Key Takeaways
- Top Pick Overall: TestGorilla is currently the best balance of price, ease of use, and specific remote-work tests.
- Best for Enterprise: Mercer Mettl offers robust proctoring if you are hiring at a massive scale.
- What to Measure: Don't just check coding or writing skills. You gotta measure autonomy, time management, and written communication.
- The "Big Five": Look for assessments that utilize the "Big Five" personality traits (Openness, Conscientiousness, Extraversion, Agreeableness, Neuroticism) as they are scientifically backed.
- Tech Check: Part of the assessment must be a technical audit (internet speed and hardware) not just a skills test.
The Best Remote Work Assessments Right Now
If you are looking for the quick answer on which tool to use, here is the breakdown.

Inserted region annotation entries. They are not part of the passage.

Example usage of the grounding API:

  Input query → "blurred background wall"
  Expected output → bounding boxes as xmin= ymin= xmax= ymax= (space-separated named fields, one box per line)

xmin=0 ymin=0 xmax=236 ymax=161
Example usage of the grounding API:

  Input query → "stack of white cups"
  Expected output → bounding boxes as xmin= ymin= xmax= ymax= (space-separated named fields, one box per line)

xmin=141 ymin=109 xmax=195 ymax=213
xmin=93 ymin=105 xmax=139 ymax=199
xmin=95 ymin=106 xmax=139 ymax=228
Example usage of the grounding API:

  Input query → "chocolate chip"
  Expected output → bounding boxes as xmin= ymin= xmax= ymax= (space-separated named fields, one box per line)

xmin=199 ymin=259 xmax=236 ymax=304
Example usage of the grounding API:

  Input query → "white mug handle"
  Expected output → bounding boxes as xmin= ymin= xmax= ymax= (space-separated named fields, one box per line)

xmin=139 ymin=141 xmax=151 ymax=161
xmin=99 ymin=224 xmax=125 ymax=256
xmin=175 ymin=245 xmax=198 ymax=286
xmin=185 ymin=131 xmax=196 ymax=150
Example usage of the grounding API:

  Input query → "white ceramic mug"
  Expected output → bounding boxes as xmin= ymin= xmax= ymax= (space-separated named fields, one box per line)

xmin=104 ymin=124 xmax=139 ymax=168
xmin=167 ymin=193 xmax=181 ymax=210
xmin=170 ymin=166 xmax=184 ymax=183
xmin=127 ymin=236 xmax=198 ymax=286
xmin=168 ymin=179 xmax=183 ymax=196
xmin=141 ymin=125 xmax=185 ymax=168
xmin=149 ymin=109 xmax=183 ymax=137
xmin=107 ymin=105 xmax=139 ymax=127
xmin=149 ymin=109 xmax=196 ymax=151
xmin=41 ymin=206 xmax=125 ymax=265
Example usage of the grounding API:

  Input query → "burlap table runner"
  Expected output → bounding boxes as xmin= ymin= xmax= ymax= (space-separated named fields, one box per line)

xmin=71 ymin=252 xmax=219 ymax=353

TestGorilla is my go-to recommendation for most small to mid-sized businesses because their library is huge and specific. If you need something heavy-duty for a Fortune 500 type situation, look at Mercer Mettl.
But finding the right fit is actually a bit more complicated than just picking a brand name. Remote work isn't just about whether someone can use Zoom. It's about if they can function without a manager breathing down their neck.
Here is a detailed look at the top contenders and what makes them actually work.
1. TestGorilla
Honestly, these guys have taken over the market for a reason. They have a specific test literally called "Remote Work Proficiency."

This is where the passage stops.